Along with serum and mucosal antibody responses, T cell immunity has been associated with prevention of influenza disease and lessening of symptoms or duration of illness [7,8], but T cell responses to inactivated influenza vaccines are typically low in the absence of an adjuvant. Following administration of NasoVAX, the vector infects epithelial cells of the nasal cavity and upper respiratory tract, where the antigen is expressed in the absence of viral replication. The expressed antigen can then be presented to the immune system through the HLA class I antigen processing machinery, leading to antiviral CD8+ T cell responses as observed in other studies [20]. The substantially greater T cell response associated with NasoVAX compared to the inactivated influenza vaccine comparator is consistent with the potential for Ad5 vectors to activate a systemic cellular immune response greater than other human adenovirus serotype vaccines [21]. It is unclear why the T cell response in the 1 × 1010 vp dose group was appreciably lower than that noted in the 1 × 1011 vp dose group, especially in light of the higher baseline influenza immunity in the 1 × 1010 vp dose group. It is possible there may be a threshold for immune activation required to stimulate T cell responses, but additional studies will likely be required to understand the cellular response to NasoVAX. While not evaluated in this study, mucosal administration of Ad5 vectors promotes the establishment of resident memory T cells in preclinical models [20], a cell population of emerging importance in protection against invading pathogens, especially in viral infection [22,23].

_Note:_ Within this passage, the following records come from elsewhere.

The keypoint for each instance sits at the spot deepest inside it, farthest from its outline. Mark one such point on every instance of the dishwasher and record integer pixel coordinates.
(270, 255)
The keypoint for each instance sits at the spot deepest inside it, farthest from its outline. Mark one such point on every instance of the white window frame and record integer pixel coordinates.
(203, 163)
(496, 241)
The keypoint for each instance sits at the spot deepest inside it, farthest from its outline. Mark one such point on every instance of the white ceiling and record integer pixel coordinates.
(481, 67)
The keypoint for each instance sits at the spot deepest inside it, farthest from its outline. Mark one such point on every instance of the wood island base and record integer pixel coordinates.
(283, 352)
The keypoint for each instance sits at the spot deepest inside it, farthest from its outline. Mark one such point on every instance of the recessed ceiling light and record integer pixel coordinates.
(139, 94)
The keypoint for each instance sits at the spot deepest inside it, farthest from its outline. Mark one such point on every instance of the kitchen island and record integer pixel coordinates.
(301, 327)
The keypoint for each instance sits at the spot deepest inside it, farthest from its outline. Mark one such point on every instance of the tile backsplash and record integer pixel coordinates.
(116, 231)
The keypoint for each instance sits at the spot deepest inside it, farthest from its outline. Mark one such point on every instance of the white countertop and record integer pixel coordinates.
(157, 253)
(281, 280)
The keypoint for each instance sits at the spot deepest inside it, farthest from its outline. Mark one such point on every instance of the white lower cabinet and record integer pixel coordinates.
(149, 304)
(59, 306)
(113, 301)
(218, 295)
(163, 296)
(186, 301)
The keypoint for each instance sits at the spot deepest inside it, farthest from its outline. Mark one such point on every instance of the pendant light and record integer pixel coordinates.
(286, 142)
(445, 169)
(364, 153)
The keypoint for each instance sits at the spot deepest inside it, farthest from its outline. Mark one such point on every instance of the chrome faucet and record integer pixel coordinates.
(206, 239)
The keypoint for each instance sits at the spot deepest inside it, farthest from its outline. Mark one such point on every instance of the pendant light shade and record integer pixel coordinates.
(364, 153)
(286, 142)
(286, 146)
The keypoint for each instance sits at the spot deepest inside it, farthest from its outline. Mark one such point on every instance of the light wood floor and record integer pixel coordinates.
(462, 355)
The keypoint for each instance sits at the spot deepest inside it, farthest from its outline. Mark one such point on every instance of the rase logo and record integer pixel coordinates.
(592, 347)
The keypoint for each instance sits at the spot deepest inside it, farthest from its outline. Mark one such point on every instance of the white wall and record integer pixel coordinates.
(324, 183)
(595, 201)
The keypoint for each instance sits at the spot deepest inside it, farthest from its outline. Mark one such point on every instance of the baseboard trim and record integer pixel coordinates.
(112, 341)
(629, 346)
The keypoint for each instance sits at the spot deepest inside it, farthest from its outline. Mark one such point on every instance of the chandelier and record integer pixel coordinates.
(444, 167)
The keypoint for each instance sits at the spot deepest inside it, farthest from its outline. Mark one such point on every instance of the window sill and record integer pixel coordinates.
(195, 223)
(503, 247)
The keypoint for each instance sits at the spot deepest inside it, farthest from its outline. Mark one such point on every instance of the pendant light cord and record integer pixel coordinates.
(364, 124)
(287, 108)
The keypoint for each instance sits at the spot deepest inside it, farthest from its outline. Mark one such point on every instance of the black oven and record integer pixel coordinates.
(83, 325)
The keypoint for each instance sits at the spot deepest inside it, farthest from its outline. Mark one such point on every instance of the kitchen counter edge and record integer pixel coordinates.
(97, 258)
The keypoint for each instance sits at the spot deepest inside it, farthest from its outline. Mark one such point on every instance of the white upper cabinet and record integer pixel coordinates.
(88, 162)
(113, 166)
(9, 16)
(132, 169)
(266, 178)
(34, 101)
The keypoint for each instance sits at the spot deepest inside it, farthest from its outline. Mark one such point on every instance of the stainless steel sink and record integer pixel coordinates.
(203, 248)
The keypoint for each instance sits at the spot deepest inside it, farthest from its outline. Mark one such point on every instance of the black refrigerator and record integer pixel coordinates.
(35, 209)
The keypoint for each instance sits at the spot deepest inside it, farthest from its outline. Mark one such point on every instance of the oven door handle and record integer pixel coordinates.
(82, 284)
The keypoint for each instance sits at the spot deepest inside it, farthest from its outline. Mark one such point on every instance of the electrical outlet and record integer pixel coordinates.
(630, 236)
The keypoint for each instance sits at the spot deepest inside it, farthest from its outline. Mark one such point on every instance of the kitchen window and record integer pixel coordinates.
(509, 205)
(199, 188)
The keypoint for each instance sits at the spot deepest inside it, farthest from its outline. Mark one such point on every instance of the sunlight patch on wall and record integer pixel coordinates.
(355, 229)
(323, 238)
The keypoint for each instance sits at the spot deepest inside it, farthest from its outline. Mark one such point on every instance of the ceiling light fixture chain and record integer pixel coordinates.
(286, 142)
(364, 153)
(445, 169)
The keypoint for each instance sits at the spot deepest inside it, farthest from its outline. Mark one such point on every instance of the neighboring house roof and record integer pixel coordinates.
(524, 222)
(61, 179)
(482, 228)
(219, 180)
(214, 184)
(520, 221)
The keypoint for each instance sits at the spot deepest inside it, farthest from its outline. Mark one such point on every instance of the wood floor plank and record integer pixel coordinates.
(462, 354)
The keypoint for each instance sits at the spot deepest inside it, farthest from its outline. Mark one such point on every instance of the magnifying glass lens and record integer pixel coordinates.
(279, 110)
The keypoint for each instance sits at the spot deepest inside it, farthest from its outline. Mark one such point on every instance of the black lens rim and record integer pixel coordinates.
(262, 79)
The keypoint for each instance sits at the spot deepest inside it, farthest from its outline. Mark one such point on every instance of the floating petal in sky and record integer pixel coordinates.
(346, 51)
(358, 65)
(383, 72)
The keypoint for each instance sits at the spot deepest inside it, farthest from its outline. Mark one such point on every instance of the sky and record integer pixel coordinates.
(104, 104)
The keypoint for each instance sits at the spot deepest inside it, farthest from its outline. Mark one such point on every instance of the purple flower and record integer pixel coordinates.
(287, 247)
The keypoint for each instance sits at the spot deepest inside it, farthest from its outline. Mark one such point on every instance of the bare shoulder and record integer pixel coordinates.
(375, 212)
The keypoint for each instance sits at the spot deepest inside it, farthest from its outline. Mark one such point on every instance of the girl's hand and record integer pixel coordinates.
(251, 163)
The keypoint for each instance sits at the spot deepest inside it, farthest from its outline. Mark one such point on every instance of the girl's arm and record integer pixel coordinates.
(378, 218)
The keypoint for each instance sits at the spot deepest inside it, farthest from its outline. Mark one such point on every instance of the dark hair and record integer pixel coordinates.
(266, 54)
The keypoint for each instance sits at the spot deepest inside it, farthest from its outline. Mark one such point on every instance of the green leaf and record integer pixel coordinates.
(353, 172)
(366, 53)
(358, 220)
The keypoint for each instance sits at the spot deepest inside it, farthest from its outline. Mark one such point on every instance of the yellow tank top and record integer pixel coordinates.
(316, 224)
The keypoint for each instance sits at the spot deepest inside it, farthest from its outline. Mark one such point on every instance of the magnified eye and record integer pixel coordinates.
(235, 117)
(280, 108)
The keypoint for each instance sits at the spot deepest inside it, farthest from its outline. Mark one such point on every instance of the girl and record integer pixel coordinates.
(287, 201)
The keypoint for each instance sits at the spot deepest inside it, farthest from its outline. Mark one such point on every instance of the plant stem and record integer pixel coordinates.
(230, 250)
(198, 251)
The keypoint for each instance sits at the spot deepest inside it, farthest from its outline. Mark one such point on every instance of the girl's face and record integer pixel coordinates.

Between 50–90% of the global population are seropositive for Ad5, depending on the geographical region [24]. The ability of pre-existing Ad5 immunity to suppress the functionality of Ad5-based vectors has been well-documented [25] and has led to the development of alternative adenoviral vector serotypes with lower rates of seroprevalence in the population. Nearly all replication-deficient Ad5 vector studies showing suppressive effects of vector seropositivity were performed using parenteral routes of administration. However, several studies have suggested that when administered by the intranasal route, Ad5-based vaccines can surmount pre-existing anti-vector immunity and result in robust immune responses [16,26,27]. The data presented in this study confirm earlier preclinical studies using intranasal administration and demonstrate that intranasal administration can achieve similar immune responses in participants that were either seronegative or seropositive for Ad5 prior to NasoVAX administration. NasoVAX is based on a replication-deficient Ad5 vaccine platform technology that is ideally suited for not only rapid development of vaccines, as necessary to meet the evolving strain requirements of a seasonal influenza vaccine, but also valuable in the event of a respiratory virus pandemic, such as the current pandemic caused by severe acute respiratory syndrome virus coronavirus 2 (SARS-CoV-2). The vaccine attributes described for NasoVAX in this study are likely to translate to other intranasal vaccine candidates based on the same platform technology [20].

5. Conclusions

A single intranasal dose of NasoVAX was well-tolerated and induced a broad immune response that engaged multiple arms of the adaptive immune response, including systemic antibody and T cell immunity, as well as a local mucosal antibody response in the respiratory tract, in both seronegative and seropositive participants. The vaccine-induced immune response mirrored the natural immune response to influenza infection and may provide better vaccine protection against disease than current influenza vaccines. Moreover, the development of a local mucosal response in the respiratory tract may have important implications for the control of influenza transmission and the spread of infection. Future studies will include evaluation of a quadrivalent formulation.